Andrew Percy: Steady on now when it comes to leadership.  It is a really good question and one that I am grateful you asked me.  Thank you for also confirming that you think I am going to stay in ministerial office until 2020.  You perhaps have more faith than many of my colleagues do. 

It is a really difficult question to answer, on a serious point, because it is difficult to say what a park is.  We know that there is such a variation in what green spaces and parks mean to local communities.  What is my vision of what a successful park is?  I can point to many in my own area and the ones that I have been involved in.  They are spaces where, regardless of ethnicity, race or social background, people can come together in a space that sometimes they would not ordinarily have access to for a mix of leisure and social activities.  The vision I have for parks is that we maintain that and that we all understand it, across Government, local government and business.  Remember that it is not just the public sector that has an investment in parks.  We can look back to the great Victorian industrialists who appreciated the value of an urban lung or green space to the benefit of their workers and to society generally.

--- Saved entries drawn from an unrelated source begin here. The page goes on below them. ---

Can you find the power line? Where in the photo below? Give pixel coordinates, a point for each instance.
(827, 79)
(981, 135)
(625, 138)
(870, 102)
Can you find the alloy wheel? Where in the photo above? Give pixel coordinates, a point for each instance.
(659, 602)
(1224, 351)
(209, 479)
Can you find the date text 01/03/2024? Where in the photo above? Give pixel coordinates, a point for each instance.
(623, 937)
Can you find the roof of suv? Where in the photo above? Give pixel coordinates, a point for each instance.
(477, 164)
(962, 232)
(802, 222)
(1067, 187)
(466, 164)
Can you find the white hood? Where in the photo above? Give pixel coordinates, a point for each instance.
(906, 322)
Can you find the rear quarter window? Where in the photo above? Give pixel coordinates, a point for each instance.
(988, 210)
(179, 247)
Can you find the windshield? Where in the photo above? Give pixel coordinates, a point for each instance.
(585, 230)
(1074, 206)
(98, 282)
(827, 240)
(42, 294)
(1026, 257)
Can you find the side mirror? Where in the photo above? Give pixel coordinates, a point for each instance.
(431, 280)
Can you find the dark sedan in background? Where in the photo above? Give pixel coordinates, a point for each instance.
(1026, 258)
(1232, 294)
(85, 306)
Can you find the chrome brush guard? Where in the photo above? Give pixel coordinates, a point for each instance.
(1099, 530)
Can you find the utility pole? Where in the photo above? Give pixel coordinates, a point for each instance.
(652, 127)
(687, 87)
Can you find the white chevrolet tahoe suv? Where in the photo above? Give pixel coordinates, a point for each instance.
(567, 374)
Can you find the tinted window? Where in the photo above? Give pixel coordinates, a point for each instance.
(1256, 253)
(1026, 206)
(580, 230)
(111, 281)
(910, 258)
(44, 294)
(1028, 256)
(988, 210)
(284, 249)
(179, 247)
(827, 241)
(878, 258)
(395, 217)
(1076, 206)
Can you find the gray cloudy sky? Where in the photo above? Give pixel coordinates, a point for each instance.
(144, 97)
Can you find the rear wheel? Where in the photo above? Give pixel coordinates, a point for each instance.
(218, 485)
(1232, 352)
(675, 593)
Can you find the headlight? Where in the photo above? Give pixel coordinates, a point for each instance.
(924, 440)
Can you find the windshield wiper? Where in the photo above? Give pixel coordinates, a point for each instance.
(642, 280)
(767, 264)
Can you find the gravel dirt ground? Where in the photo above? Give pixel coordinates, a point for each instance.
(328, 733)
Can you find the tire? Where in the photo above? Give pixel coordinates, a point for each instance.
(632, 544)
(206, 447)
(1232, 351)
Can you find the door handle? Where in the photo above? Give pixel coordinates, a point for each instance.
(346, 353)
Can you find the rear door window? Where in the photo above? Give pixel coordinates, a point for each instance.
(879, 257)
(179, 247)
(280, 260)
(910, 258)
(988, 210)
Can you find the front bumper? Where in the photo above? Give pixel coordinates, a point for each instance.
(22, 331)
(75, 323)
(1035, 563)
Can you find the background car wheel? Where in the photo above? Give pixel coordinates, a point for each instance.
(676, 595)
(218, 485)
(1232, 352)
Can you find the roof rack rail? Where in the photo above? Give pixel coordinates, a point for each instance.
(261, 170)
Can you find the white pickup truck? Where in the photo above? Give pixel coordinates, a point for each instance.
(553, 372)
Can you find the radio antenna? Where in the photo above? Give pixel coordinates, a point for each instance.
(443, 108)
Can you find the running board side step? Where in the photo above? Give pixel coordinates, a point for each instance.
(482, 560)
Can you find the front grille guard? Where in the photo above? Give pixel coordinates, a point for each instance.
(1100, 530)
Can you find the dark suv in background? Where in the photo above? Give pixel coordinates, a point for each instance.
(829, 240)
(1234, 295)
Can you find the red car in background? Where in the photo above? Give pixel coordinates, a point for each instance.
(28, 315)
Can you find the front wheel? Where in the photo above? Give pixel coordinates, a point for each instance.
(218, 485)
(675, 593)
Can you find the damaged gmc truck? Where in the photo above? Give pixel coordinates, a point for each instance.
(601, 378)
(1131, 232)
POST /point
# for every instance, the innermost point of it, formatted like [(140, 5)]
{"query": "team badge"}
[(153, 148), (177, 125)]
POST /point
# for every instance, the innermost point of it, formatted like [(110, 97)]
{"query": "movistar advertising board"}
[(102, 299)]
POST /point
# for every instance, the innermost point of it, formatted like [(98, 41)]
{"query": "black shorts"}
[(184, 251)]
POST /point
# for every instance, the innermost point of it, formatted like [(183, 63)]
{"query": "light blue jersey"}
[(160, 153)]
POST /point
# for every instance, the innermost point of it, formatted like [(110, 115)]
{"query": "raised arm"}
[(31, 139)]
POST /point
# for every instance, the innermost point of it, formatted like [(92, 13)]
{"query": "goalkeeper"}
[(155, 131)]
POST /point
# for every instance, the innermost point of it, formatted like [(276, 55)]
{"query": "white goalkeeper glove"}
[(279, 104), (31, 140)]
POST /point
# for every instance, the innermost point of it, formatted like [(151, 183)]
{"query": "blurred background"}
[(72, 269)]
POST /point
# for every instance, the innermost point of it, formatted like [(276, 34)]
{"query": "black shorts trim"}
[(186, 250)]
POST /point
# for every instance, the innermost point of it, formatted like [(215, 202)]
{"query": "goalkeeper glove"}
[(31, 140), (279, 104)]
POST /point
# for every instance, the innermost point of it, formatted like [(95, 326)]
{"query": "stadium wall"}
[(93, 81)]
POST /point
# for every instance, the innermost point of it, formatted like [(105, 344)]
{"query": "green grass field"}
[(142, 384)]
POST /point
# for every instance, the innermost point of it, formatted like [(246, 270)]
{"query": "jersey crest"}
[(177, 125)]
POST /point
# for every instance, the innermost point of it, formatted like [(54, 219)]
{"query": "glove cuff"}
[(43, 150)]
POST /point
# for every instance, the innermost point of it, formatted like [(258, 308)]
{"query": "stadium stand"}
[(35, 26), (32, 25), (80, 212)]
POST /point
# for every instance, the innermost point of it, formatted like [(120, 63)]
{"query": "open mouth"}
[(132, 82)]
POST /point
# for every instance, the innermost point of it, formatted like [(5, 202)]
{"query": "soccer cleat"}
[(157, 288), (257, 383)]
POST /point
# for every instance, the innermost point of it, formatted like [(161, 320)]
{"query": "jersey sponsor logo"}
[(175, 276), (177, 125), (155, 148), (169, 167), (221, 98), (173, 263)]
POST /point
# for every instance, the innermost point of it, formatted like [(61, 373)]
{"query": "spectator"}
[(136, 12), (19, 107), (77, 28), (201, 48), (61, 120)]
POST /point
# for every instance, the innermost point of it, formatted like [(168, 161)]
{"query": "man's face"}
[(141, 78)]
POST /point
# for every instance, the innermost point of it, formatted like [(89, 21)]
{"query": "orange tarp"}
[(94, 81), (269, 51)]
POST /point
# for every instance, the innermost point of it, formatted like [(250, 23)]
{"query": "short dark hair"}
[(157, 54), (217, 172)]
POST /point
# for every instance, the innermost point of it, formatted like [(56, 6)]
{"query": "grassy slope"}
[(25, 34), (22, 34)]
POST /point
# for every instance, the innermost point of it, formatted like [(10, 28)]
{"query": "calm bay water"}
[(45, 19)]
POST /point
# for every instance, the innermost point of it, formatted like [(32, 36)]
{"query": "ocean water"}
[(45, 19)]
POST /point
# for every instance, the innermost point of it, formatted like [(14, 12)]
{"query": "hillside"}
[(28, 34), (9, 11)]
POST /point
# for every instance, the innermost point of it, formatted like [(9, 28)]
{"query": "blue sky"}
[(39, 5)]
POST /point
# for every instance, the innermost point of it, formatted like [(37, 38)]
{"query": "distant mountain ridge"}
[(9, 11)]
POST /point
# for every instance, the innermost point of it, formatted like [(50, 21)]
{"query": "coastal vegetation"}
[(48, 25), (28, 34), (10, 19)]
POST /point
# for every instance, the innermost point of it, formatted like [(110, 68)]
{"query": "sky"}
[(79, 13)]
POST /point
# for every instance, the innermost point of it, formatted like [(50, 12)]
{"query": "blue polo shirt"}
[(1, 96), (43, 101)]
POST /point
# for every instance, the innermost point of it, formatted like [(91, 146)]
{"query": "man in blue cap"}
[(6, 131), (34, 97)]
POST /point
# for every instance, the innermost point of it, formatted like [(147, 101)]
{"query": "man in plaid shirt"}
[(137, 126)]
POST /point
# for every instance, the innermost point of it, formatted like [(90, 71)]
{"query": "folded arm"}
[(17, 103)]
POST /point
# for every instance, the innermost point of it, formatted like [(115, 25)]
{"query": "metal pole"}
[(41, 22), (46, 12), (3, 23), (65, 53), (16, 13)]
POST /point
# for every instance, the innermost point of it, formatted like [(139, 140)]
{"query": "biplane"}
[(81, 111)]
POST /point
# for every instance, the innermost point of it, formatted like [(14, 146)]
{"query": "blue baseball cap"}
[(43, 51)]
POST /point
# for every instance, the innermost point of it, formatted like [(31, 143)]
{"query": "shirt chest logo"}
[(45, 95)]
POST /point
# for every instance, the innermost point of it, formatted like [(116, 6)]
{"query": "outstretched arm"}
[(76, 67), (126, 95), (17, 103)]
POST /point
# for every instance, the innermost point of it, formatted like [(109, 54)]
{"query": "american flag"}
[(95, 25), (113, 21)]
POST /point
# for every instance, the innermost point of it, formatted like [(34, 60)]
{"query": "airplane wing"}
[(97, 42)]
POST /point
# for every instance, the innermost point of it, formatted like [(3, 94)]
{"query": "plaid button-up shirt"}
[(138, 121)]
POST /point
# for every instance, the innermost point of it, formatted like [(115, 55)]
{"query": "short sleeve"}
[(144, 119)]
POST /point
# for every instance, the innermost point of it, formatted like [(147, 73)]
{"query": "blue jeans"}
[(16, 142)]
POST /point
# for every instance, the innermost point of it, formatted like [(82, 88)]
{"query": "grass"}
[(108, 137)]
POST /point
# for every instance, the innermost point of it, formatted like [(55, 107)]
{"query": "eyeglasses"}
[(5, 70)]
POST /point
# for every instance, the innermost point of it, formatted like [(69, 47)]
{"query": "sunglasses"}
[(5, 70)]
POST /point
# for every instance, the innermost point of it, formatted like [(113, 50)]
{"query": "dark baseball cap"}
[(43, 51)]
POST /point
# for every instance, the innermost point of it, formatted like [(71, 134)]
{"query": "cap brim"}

I cannot set a figure and say “this number of parks” and “this amount of green space” as the benchmark by which I wish to be judged.  What I can offer—as I have said, and I hate to repeat it again—is this: let us look at what is happening around the country and try to bring that together.  One thing I can do in this role is to share some of that best practice, so that more of our parks are more sustainable in what are very challenging financial times for local government—I do not pretend otherwise—as a result of decisions taken here.  I am not hiding from that. 

If we can at least make a bit of a difference in bringing that practice together and sharing it for the benefit of all our green spaces, then it will have been a success.  I am happy to champion that and to make the argument.  Parks are not just an add-on.  They are not just a nice extra because it looks a bit pretty.  As a kid, I spent a lot of time in two particular parks in my area where you met with kids that you would never normally meet with.  Our parks are a great social leveller and, if we can appreciate, across both the public and private sector, that that is what their real value is, just as Victorian industrialists understood, then that will be a success.

Chair: Thank you, Minister, very much indeed for coming to answer our questions this afternoon.  You will get our report in due course.  You can go away and have a drink now, and recover from the experience.